その言葉に従って指揮官を見つめると、そこで確かに指揮官が弱っている姿が見えるのがわかる。
色が変色し、地面の上を苦しみ回っていた。

「もういいや。鬱陶しいし、このまま死になよ」

ポイゾが剣を逆手に持ち、それを指揮官に向かって突き刺そうとした時だ。
背後から殺気を感じ、慌てて剣をかざして背後からの攻撃を防ぐ。
棍棒と剣とが重なり合い、凄まじい音を立てていたものの、ポイゾは動じる気配を見せない。
それどころか顔にはいつものあのいやらしい笑顔さえ浮かべていた。
ポイゾはしばらくの間、指揮官と切り結んでいたものの、飽きたのか、そのまま懐の中へと潜り込み、下段から強烈な一撃を喰らわせた。
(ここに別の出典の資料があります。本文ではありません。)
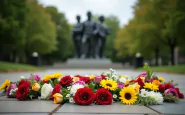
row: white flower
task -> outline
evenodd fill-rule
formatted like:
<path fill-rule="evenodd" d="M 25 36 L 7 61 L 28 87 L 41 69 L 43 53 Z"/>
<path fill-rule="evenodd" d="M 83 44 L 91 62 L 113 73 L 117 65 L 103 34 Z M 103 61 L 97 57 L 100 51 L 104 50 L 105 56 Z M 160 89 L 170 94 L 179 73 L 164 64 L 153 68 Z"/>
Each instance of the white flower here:
<path fill-rule="evenodd" d="M 148 97 L 149 96 L 149 92 L 146 91 L 145 89 L 141 89 L 141 93 L 139 95 L 141 97 Z"/>
<path fill-rule="evenodd" d="M 118 96 L 116 94 L 113 94 L 113 98 L 116 99 Z"/>
<path fill-rule="evenodd" d="M 119 82 L 121 82 L 121 83 L 126 84 L 126 81 L 127 81 L 127 79 L 126 79 L 126 78 L 124 78 L 124 77 L 119 78 Z"/>
<path fill-rule="evenodd" d="M 77 91 L 79 88 L 84 88 L 84 86 L 81 85 L 81 84 L 72 85 L 71 90 L 70 90 L 70 94 L 72 94 L 72 95 L 74 96 L 75 93 L 76 93 L 76 91 Z"/>
<path fill-rule="evenodd" d="M 20 76 L 20 79 L 22 80 L 22 79 L 25 79 L 25 77 L 24 76 Z"/>
<path fill-rule="evenodd" d="M 72 97 L 69 99 L 69 103 L 75 103 Z"/>
<path fill-rule="evenodd" d="M 49 99 L 52 94 L 53 88 L 51 84 L 44 84 L 41 88 L 41 99 Z"/>
<path fill-rule="evenodd" d="M 159 92 L 150 91 L 149 96 L 154 98 L 157 104 L 162 104 L 164 101 L 163 96 Z"/>

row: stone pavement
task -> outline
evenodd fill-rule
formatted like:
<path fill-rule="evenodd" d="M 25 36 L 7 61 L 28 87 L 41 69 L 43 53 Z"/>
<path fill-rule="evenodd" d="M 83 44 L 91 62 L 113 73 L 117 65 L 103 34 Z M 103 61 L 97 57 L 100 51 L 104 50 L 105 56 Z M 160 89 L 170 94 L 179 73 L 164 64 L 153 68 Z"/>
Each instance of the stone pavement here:
<path fill-rule="evenodd" d="M 63 75 L 75 75 L 75 74 L 101 74 L 102 72 L 108 72 L 106 69 L 49 69 L 44 72 L 33 72 L 44 77 L 45 74 L 59 72 Z M 132 70 L 116 70 L 117 73 L 122 75 L 129 75 L 136 77 L 140 72 L 134 72 Z M 165 80 L 173 79 L 179 84 L 181 92 L 185 94 L 185 75 L 156 73 L 159 76 L 165 78 Z M 1 73 L 0 84 L 5 79 L 11 81 L 17 81 L 20 76 L 29 77 L 30 73 Z M 112 105 L 90 105 L 79 106 L 74 104 L 53 104 L 53 101 L 44 101 L 34 99 L 32 101 L 17 101 L 17 99 L 8 99 L 5 96 L 0 96 L 0 114 L 5 115 L 115 115 L 115 114 L 129 114 L 129 115 L 157 115 L 157 114 L 185 114 L 185 100 L 181 100 L 178 103 L 164 103 L 163 105 L 155 105 L 150 107 L 138 106 L 138 105 L 123 105 L 120 103 L 113 103 Z"/>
「弱いなぁ、そんな弱いくせに人類ぼくらに危害を加えるだなんて、何様のつもりなんだい?」

『……私には言わせれば貴様ら人間こそ何様のつもりだ』

ポイゾの眉根が寄せられた。微かな動揺の声さえ漏れている。
今まで喋らなかったエンジェリオンが喋らなかったことに対して驚いているらしい。
動揺するポイゾを放置して、指揮官は完璧な日本語で話を続けていく。

『貴様のせいで、我が同胞はあと少しの命だ。オレも貴様の剣を喰らってしまったからな。長くはもたないだろう』

「一体、どこの国の言語を喋っているんだい?喋るつもりならばちゃんとした言葉を喋ってくれないかな?」

『貴様にこの言葉は理解できんか』

「ぼくはさぁ、不愉快なんだよ。薄汚い天使が人間の真似をするなんてな」

『私から言わせれば薄汚いのは貴様ら人間の方だ』

どうやら、ポイゾは彼らの言語を理解できず、彼らは私たちの言語を理解できているらしい。
ここにきて、私が思ったのはどうして、私がこの世界の言語を喋ることができ、この世界の本を読むことができるのかという事だ。
彼とポイゾのやり取りを通して、今まで忘れていた違和感をようやく取り返した。